Naja, durch die überschriebene prepareRenderer() machst Du ja jede im CellRenderer gesetzte Hintergrundfarbe zu nichte.

Worum geht's Dir genau? Willst Du nur, dass man die Selektion in der Zeile erkennt (soll die Standardselektion verwendet werden) und die anderen Zeilen entsprechend der drei in den letzten drei Spalten eingefärbt werden?


----------



## UnkiDunki (22. Apr 2010)

Michael... hat gesagt.:


> Worum geht's Dir genau? Willst Du nur, dass man die Selektion in der Zeile erkennt (soll die Standardselektion verwendet werden) und die anderen Zeilen entsprechend der drei in den letzten drei Spalten eingefärbt werden?

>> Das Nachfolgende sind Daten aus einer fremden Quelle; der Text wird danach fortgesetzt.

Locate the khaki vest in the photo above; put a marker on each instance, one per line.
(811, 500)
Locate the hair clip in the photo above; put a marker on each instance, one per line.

Genau. Eine Selektion einer Zeile soll erkennbar sein und grundsätzlich alle Zeilen standardmäßig mit ihren RGB-Werten aus den drei letzten Spalten eingefärbt sein und diese Farbe bei Nicht-Selektion wieder annehmen.


----------



## Michael... (22. Apr 2010)

Probier mal ob folgendes Dein Problem löst. Funktioniert allerdings noch nicht bei Selektion mehrerer Zeilen und ich habe in der prepareRenderer die Zeilenkonvertierung (Zeile 51)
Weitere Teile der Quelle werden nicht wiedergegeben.